Yukarıda özetlendiği şekilde, birleşen davada davacının istifa ile ilgili bir itirazı olmadığına ve istifasının geçerli sonuç doğurduğunun kabulü gerektiğine göre, mahkemece, taraf delilleri toplanıp değerlendirilerek sonucuna göre bir karar verilmesi gerekirken, üyeliğin devam ettiği gerekçesiyle birleşen davanın da reddine karar verilmesi doğru olmamıştır.

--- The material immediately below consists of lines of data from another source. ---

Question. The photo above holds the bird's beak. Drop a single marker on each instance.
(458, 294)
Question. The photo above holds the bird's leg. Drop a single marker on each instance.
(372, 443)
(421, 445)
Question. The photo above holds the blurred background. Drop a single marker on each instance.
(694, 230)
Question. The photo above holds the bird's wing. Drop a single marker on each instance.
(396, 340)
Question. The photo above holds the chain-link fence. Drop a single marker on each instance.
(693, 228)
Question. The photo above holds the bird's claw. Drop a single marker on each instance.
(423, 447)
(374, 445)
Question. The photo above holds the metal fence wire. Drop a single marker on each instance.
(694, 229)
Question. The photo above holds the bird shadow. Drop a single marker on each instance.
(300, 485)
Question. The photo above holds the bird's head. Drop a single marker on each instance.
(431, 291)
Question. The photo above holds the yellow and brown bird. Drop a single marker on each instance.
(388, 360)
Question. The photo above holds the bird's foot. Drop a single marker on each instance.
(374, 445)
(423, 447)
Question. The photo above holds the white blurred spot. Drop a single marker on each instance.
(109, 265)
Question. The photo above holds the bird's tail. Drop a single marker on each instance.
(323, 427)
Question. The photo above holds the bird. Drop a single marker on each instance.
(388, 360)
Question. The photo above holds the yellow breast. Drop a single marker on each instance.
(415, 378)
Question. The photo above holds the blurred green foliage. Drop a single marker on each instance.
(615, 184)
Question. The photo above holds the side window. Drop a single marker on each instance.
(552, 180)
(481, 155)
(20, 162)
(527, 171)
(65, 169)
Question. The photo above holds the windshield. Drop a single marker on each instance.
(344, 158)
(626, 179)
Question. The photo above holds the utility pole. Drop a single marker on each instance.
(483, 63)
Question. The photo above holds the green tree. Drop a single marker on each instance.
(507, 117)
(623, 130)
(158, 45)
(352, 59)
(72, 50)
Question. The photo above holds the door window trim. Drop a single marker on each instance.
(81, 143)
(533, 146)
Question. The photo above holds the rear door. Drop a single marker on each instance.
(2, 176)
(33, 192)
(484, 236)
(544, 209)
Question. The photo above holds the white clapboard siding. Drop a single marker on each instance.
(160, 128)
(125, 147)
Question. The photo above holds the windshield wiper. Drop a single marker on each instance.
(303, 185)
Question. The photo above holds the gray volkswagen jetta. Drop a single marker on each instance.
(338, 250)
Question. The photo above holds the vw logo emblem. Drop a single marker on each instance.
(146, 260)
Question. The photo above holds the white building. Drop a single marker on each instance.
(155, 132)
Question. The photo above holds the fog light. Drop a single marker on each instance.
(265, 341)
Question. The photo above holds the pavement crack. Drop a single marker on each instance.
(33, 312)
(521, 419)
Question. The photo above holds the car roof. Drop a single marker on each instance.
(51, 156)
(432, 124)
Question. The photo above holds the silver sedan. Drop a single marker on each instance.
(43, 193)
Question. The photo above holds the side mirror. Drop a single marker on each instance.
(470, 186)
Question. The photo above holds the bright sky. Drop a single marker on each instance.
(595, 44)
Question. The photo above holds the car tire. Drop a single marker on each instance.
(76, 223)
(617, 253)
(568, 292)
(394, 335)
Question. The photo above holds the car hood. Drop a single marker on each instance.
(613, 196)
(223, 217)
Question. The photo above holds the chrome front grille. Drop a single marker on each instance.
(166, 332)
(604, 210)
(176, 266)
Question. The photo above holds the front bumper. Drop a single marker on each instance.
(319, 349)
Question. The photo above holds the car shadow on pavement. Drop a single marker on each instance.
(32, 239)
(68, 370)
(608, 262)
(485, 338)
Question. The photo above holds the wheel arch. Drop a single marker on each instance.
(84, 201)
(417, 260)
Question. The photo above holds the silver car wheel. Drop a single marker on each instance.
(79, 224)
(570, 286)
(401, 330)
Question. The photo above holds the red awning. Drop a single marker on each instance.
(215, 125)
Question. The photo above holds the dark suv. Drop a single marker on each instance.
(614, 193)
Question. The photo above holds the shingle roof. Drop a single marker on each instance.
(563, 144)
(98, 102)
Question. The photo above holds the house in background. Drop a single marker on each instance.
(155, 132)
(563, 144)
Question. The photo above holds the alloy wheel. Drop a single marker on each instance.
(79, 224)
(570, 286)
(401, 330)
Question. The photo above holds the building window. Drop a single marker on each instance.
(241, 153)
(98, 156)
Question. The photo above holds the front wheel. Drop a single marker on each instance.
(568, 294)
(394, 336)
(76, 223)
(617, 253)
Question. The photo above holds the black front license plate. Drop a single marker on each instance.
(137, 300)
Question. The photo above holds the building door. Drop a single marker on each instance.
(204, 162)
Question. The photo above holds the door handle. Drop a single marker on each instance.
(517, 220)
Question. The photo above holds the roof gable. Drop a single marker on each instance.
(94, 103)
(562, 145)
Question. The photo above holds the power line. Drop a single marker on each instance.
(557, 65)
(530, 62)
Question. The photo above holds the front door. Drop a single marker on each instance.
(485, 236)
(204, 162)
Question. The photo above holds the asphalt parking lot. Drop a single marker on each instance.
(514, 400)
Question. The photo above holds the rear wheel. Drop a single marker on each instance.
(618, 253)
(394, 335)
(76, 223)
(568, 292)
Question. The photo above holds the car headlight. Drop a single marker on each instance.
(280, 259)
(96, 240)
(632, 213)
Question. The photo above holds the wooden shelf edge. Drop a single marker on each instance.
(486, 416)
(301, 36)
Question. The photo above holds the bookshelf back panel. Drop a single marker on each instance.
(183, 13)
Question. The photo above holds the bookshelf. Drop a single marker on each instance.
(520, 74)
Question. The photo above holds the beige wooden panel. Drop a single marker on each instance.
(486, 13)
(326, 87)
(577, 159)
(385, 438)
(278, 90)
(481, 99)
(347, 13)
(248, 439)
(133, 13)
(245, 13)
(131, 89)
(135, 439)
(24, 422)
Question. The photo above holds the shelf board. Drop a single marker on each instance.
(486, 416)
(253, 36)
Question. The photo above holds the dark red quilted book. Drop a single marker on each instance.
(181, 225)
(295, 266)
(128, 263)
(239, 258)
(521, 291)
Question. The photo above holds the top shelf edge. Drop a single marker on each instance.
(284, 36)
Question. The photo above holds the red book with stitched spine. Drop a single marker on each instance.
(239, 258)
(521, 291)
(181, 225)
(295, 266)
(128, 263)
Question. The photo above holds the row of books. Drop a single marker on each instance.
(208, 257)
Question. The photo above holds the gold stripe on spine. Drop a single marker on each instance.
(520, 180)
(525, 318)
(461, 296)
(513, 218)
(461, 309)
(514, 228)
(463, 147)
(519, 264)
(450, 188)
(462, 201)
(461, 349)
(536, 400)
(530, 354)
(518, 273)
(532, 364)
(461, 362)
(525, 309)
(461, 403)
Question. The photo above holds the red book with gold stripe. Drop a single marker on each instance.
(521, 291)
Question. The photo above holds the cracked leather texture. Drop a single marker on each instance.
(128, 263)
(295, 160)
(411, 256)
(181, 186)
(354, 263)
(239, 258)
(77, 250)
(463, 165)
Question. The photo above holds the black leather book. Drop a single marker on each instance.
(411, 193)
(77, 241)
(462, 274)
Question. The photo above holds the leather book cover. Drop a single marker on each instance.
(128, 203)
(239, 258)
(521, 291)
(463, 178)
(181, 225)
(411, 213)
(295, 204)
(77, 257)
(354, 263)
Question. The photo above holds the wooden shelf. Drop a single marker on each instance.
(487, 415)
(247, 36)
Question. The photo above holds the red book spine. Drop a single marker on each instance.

SONUÇ :Yukarıda (...) numarılı bentte açıklanan nedenlerle asıl davada davacı ... vekilinin temyiz itirazlarının kabulü ile hükmün asıl dava yönünden davacı yararına, (...) numaralı bentte açıklanan nedenlerle birleşen davada davacı kooperatif vekilinin temyiz itirazlarının kabulü ile hükmün birleşen dava yönünden davacı kooperatif yararına BOZULMASINA, peşin alınan harçların istek halinde iadesine, kararın tebliğinden itibaren ... gün içerisinde karar düzeltme yolu açık olmak üzere ....03.2013 tarihinde oybirliği ile karar verildi.